For now, however, we don't need to create a new project (we will do that in Chapter 2, Mastering the Basics of Google Cloud, as well as handling things such as billing and IAM policies. If you're already somewhat familiar with the platform, feel free to skip ahead to the next chapter!).
Installing the Google Cloud SDK and using gcloud
The Google Cloud Software Development Kit (SDK) is a set of tools for interacting with the platform. This includes the gcloud
, gsutil
, and bq
command-line tools, as well as client libraries and local emulators for developing with Google Cloud.
Go to https://cloud.google.com/sdk/install and follow the installation instructions specific to your operating system. Make sure that you complete the last step, which is to run the following on a terminal:
$ gcloud init
If you're a Windows user, after running this command, there will be an option to select at the end of the installation process. This command will initialize gcloud
and set some default configurations. You will be asked to sign in to Google Cloud and choose a project.
If you want to see what the active configuration is, you can run the following command:
$ gcloud config list
This command should list your active configurations, such as the account and project currently being used.
The gcloud
CLI commands are organized into a nested hierarchy of command groups, each one representing a specific service or feature of the platform or their functional subgroups. So, for example, if you want to run commands against virtual machines, you would start with gcloud compute instances
. That's how you "drill down” the hierarchy of command groups: you simply append the respective command group name. This is, of course, a very long list to memorize, but you don't have to. As you type in commands, if you're unsure what options are available for the next level, you can simply add the --help
command suffix flag and you will see the sub-groups and commands you can use from that point on.
For example, if you want to see what you can do with compute instances, you can type in the following:
$ gcloud compute instances --help
In the output, you should see something similar to the following:
Figure 1.6 – gcloud help command output for compute instances
The GROUPS
section lists the command sub-groups available "under” gcloud compute instances
. We can see here that we can drill further down into the VM network interfaces or the VM OS inventory data and run commands against those resources.
The COMMANDS
section lists the commands that can be applied at the level that you are in (in this case, compute instances). In this example, this include things such as creating a VM, attaching a disk, adding tags, and several others not shown in the preceding screenshot.
It is also a good idea to bookmark the cheat sheet from Google so that you can quickly look up commonly used commands:
https://cloud.google.com/sdk/docs/cheatsheet.
Using the bq command-line tool and a primer on BigQuery
The bq
command-line tool is a Python-based CLI for BigQuery.

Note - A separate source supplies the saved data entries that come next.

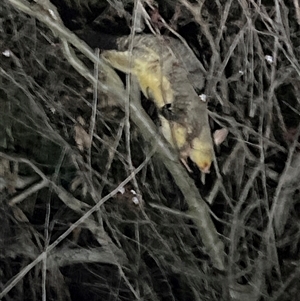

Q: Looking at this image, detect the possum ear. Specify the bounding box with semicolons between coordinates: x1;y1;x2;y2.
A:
213;128;228;146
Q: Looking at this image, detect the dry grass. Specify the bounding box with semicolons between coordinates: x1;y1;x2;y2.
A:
1;0;300;300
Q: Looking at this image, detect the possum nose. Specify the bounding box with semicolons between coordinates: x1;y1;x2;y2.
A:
200;162;211;174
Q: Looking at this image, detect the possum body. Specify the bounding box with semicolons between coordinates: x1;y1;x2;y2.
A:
101;35;214;173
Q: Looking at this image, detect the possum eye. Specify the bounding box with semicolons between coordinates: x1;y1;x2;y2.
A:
160;103;175;121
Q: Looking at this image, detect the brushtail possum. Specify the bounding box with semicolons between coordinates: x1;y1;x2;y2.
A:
79;31;224;173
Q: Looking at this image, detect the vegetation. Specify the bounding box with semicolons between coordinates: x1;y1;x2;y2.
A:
1;0;300;300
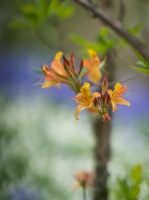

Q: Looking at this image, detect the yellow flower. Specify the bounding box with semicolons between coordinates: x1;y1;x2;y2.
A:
41;52;69;88
74;82;101;120
107;83;130;112
41;66;60;88
83;49;106;83
51;52;69;77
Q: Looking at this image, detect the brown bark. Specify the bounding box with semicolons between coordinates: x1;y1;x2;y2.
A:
92;49;115;200
93;119;111;200
91;0;115;198
73;0;149;62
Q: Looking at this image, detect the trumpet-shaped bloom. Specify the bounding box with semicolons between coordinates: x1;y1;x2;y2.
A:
41;66;60;88
51;52;68;77
74;82;101;120
41;52;69;88
83;49;106;83
107;83;130;112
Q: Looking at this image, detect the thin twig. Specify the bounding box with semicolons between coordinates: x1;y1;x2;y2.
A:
73;0;149;61
93;74;148;87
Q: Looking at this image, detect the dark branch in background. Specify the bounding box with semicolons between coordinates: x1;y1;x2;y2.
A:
73;0;149;61
119;0;125;22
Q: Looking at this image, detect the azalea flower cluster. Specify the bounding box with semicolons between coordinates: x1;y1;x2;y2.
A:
75;78;130;122
37;49;130;122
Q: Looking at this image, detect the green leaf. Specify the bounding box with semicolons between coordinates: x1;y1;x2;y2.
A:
129;66;149;74
37;0;46;10
117;178;129;195
136;61;148;68
21;5;39;26
46;0;73;20
127;23;142;36
134;49;149;68
21;5;37;16
70;35;97;49
96;27;114;51
130;186;140;197
98;26;108;38
36;0;48;18
9;19;31;29
57;6;73;19
131;165;142;182
47;0;59;14
70;35;110;54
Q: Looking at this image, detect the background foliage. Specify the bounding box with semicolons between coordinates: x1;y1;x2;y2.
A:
0;0;149;200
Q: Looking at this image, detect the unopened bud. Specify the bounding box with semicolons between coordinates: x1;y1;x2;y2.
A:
93;97;99;107
70;52;75;69
63;55;70;67
102;76;108;95
100;94;105;101
105;94;111;107
78;60;83;76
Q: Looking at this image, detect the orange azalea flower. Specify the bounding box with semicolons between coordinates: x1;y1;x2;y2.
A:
107;83;130;112
83;49;106;83
41;52;69;88
74;82;101;120
41;66;60;88
73;171;95;188
51;51;69;77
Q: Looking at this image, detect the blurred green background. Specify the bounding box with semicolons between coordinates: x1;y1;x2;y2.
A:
0;0;149;199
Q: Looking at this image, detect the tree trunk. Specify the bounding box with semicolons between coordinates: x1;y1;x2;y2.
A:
92;0;116;196
93;119;111;200
92;49;115;200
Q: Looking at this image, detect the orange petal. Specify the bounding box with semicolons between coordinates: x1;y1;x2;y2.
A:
74;93;89;105
90;92;101;100
52;60;68;77
74;104;87;120
117;86;127;96
42;81;59;88
88;68;102;83
111;101;117;112
113;98;130;106
83;60;91;68
113;83;127;97
86;107;99;114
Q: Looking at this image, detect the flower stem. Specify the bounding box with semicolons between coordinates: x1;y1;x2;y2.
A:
82;182;86;200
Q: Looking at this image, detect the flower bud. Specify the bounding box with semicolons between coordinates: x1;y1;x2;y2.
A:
93;97;99;107
77;59;83;76
102;76;108;95
105;94;111;107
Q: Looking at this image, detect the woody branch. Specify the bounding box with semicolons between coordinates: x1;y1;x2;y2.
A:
73;0;149;62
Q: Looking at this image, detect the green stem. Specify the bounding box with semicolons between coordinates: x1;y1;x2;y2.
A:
82;183;86;200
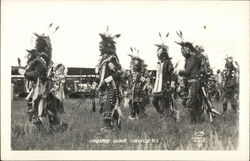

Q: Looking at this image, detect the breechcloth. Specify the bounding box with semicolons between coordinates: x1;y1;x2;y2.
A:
98;85;119;129
185;80;203;122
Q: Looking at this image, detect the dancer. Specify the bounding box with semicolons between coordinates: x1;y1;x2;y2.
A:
152;33;176;118
96;27;123;133
126;47;149;120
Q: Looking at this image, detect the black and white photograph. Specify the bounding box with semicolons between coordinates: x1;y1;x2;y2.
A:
1;0;249;160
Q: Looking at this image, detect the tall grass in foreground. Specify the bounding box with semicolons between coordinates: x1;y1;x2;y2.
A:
11;98;238;150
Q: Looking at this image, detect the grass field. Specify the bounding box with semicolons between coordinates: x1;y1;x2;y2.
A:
11;97;239;150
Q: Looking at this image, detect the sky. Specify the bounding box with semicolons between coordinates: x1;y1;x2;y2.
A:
1;0;249;71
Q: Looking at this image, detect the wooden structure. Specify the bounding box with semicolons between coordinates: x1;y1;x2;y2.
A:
11;66;156;97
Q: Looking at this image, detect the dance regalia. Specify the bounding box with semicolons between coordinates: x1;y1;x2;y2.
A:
122;48;149;119
96;54;123;130
96;30;123;132
141;68;152;105
24;50;50;122
48;64;66;115
127;67;149;119
152;44;175;116
25;33;53;106
153;59;174;96
222;58;238;112
24;33;52;124
176;42;203;123
24;32;67;132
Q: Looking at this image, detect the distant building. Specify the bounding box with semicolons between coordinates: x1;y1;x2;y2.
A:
11;66;156;97
11;66;100;97
11;66;27;98
66;67;99;94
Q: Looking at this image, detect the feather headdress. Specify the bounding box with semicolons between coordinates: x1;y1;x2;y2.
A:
155;32;171;59
155;32;169;52
33;23;60;50
128;47;145;70
99;26;121;55
32;23;59;64
128;47;143;61
174;30;196;52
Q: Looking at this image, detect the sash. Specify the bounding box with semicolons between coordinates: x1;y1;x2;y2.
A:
153;62;164;93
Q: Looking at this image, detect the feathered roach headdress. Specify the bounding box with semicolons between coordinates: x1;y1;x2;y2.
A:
174;30;197;53
99;26;121;56
33;33;52;62
128;47;145;71
155;32;171;59
30;23;60;64
128;47;143;61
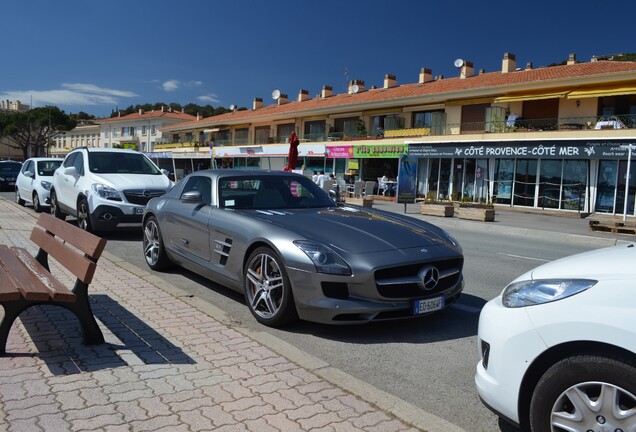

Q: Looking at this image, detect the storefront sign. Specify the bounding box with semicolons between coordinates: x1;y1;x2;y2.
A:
354;144;408;158
409;140;636;160
326;145;354;158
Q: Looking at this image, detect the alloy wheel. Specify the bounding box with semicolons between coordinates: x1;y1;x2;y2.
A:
245;252;284;320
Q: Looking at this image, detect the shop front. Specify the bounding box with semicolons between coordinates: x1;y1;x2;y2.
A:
326;143;407;184
409;139;636;216
213;143;326;173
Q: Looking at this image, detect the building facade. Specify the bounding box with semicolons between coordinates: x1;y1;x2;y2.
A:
157;52;636;217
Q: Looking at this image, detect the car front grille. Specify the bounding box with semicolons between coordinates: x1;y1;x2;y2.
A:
123;189;167;205
374;257;464;298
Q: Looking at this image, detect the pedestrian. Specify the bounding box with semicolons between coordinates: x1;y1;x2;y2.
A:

BigQuery is a petabyte-scale analytics data warehouse. It is actually two services in one:
- SQL Query Engine
- Managed Storage
It therefore provides both a serverless analytics engine and storage space for data, and you don't have to manage any of the underlying infrastructure for that. Google also provides a number of publicly available datasets that are ready to consume, so it's very easy to get started. So, let's run a query right away to count the number of Wikipedia articles whose titles contain the word cloud
or variations of it. Open a terminal and run the following:
$ bq query --use_legacy_sql=false \
'SELECT DISTINCT
title
FROM
`bigquery-public-data`.samples.wikipedia
WHERE
title LIKE "%cloud%”'
The first time you run the bq
command, you may be asked to select a GCP project to be the default one to work with. Simply select the same project you've been working on so far.
This command is simply running a SQL query that selects the title column from the Wikipedia table (under the public dataset called samples
), where the title text includes the substring cloud
. In other words, we're asking to see all the Wikipedia article titles that include the word cloud
in some way.
Your output should look like this:
Figure 1.7 – bq query output
The preceding screenshot only shows a part of the full output. As you can see, there are quite a few cloud-related articles on Wikipedia.

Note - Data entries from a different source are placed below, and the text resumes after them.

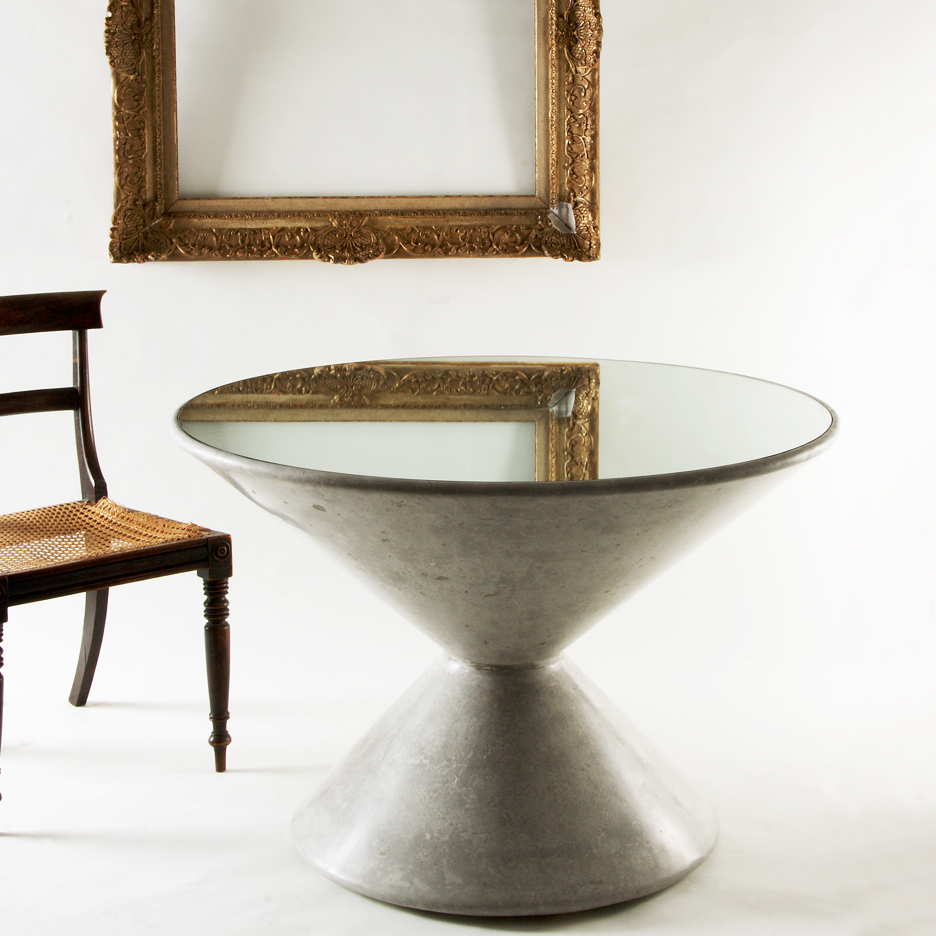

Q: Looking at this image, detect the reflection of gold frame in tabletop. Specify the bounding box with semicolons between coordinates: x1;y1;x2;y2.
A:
179;361;600;482
105;0;601;265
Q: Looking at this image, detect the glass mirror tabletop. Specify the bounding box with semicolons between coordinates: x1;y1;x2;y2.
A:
178;359;834;483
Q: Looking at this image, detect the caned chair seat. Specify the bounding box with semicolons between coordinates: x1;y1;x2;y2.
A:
0;499;210;574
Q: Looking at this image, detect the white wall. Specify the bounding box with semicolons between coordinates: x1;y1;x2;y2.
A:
1;2;934;932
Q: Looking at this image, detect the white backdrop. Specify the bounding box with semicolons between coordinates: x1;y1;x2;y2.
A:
1;2;934;934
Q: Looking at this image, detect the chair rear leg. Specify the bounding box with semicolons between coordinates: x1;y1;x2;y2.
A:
1;609;6;801
202;577;231;772
68;588;109;706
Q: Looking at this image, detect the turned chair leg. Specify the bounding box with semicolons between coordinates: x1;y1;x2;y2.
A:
68;588;109;707
0;579;7;799
1;601;7;801
202;577;231;772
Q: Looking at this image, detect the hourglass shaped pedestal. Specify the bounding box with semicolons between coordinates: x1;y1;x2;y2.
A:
178;359;835;916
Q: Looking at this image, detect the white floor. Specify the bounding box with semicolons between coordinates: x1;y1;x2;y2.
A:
2;576;934;936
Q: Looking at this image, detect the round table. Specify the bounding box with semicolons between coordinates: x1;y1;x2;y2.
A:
177;358;835;916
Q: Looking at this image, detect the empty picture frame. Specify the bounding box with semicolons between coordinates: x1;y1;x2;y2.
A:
178;361;600;481
105;0;602;264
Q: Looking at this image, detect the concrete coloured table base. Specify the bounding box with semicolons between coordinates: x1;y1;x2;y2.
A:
177;358;836;916
293;656;718;916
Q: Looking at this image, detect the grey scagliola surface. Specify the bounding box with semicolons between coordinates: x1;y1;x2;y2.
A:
293;656;718;916
175;370;836;916
176;452;792;667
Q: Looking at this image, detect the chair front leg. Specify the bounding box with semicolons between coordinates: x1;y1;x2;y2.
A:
68;588;109;707
201;576;231;772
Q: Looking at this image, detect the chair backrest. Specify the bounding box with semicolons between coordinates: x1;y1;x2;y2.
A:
0;291;108;502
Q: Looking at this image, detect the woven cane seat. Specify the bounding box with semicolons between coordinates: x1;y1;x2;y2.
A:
0;498;210;574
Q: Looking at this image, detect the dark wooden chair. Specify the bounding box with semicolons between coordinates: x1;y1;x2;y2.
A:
0;291;232;798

In this section, you signed up for GCP, installed the SDK, got up and running with the platform, and with just a short CLI command, you queried the entire Wikipedia dataset in a matter of just a few seconds, without spinning up a single VM or database – and without even paying for it. This was just a taste of the power of Google Cloud. With that, you have gotten up to speed with how to interact with the platform and what some of its capabilities are.